SELECT * FROM citus_shards;

It should return something that looks like this:

table_name | shardid | shard_name | citus_table_type | colocation_id | nodename | nodeport | shard_size
------------+---------+---------------+------------------+---------------+------------+----------+------------
stores | 102008 | stores_102008 | distributed | 1 | 10.1.1.1 | 5432 | 0
stores | 102009 | stores_102009 | distributed | 1 | 10.2.2.2 | 5432 | 8192
stores | 102010 | stores_102010 | distributed | 1 | 10.1.1.1 | 5432 | 0
stores | 102011 | stores_102011 | distributed | 1 | 10.2.2.2 | 5432 | 0
stores | 102012 | stores_102012 | distributed | 1 | 10.1.1.1 | 5432 | 0
stores | 102013 | stores_102013 | distributed | 1 | 10.2.2.2 | 5432 | 0
stores | 102014 | stores_102014 | distributed | 1 | 10.1.1.1 | 5432 | 0
stores | 102015 | stores_102015 | distributed | 1 | 10.2.2.2 | 5432 | 0
stores | 102016 | stores_102016 | distributed | 1 | 10.1.1.1 | 5432 | 8192
stores | 102017 | stores_102017 | distributed | 1 | 10.2.2.2 | 5432 | 0
stores | 102018 | stores_102018 | distributed | 1 | 10.1.1.1 | 5432 | 0
stores | 102019 | stores_102019 | distributed | 1 | 10.2.2.2 | 5432 | 0
stores | 102020 | stores_102020 | distributed | 1 | 10.1.1.1 | 5432 | 0
stores | 102021 | stores_102021 | distributed | 1 | 10.2.2.2 | 5432 | 0
stores | 102022 | stores_102022 | distributed | 1 | 10.1.1.1 | 5432 | 0
stores | 102023 | stores_102023 | distributed | 1 | 10.2.2.2 | 5432 | 8192
stores | 102024 | stores_102024 | distributed | 1 | 10.1.1.1 | 5432 | 0
stores | 102025 | stores_102025 | distributed | 1 | 10.2.2.2 | 5432 | 0
stores | 102026 | stores_102026 | distributed | 1 | 10.1.1.1 | 5432 | 0
stores | 102027 | stores_102027 | distributed | 1 | 10.2.2.2 | 5432 | 0
stores | 102028 | stores_102028 | distributed | 1 | 10.1.1.1 | 5432 | 0
stores | 102029 | stores_102029 | distributed | 1 | 10.2.2.2 | 5432 | 0
stores | 102030 | stores_102030 | distributed | 1 | 10.1.1.1 | 5432 | 0
stores | 102031 | stores_102031 | distributed | 1 | 10.2.2.2 | 5432 | 0
stores | 102032 | stores_102032 | distributed | 1 | 10.1.1.1 | 5432 | 8192
stores | 102033 | stores_102033 | distributed | 1 | 10.2.2.2 | 5432 | 0
stores | 102034 | stores_102034 | distributed | 1 | 10.1.1.1 | 5432 | 0
stores | 102035 | stores_102035 | distributed | 1 | 10.2.2.2 | 5432 | 0
stores | 102036 | stores_102036 | distributed | 1 | 10.1.1.1 | 5432 | 0
stores | 102037 | stores_102037 | distributed | 1 | 10.2.2.2 | 5432 | 0
stores | 102038 | stores_102038 | distributed | 1 | 10.1.1.1 | 5432 | 0
stores | 102039 | stores_102039 | distributed | 1 | 10.2.2.2 | 5432 | 0
(32 rows)

So, what are we looking at?

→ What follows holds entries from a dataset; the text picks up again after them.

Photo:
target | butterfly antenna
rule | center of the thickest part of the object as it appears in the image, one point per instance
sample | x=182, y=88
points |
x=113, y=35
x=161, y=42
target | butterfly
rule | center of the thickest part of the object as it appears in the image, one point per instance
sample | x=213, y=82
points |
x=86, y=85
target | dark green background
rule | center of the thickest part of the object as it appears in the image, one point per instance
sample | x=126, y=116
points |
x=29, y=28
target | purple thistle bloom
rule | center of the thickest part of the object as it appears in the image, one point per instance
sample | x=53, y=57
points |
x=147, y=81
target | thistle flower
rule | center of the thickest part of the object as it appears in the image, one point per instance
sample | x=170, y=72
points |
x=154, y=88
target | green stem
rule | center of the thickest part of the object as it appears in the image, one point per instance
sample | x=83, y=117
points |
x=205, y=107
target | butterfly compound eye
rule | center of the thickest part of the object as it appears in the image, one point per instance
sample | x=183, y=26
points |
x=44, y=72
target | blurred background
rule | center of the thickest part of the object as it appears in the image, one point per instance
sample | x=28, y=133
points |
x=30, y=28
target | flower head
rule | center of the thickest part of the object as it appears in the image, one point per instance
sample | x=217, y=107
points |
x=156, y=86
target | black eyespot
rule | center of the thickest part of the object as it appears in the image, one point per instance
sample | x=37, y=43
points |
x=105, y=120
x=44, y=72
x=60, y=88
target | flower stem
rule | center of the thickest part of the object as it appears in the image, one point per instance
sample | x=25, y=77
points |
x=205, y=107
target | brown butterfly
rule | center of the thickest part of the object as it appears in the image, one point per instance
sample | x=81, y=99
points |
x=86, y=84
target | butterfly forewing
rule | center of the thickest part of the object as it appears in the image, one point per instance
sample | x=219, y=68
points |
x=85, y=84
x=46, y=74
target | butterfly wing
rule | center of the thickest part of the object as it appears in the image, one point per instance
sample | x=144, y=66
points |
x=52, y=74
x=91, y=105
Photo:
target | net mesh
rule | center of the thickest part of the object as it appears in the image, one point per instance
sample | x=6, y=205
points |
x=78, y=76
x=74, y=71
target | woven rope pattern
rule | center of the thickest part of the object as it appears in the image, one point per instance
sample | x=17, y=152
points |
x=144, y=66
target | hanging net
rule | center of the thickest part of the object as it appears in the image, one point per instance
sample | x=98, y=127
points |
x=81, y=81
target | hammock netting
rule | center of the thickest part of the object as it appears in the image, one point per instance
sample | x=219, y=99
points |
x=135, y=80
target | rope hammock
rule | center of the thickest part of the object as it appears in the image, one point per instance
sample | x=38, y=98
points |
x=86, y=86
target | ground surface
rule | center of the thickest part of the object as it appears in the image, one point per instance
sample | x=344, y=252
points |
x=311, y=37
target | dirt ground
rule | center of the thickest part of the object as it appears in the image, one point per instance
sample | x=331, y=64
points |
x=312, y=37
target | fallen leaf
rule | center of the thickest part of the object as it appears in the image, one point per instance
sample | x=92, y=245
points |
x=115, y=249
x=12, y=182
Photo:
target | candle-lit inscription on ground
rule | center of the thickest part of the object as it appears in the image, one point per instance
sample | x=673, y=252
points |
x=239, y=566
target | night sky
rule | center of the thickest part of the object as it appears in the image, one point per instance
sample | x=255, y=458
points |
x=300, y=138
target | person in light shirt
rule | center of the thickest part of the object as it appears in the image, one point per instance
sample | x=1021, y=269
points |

Let’s break down the view:

  • This query has returned 32 rows, indicating that we have 32 shards of data. This is the default number of shards produced when creating a distributed table unless otherwise specified.
  • Each shardid corresponds with the shard_name for identification
  • The citus_table_type column indicates what type of table the shard belongs to, which is the distributed table stores, indicated by the table_name column
  • The colocation_id column indicates which shards belong to the same group. The value is 1 for each row, so they are placed together.
  • As you can see, the nodename column lists the IP addresses of the worker nodes we designated during configuration.
  • The shard_size column shows the size of the shard. You can see that two shards with data reside on one worker node, while the two other shards reside on the other worker node, with even distribution of the shards.

Summary

And there you have it! We have used Citus to distribute data across multiple nodes. Citus has made distributed tables into a turn-key solution for PostgreSQL. Tune in for the next Citus blog post where we will add a node to the cluster!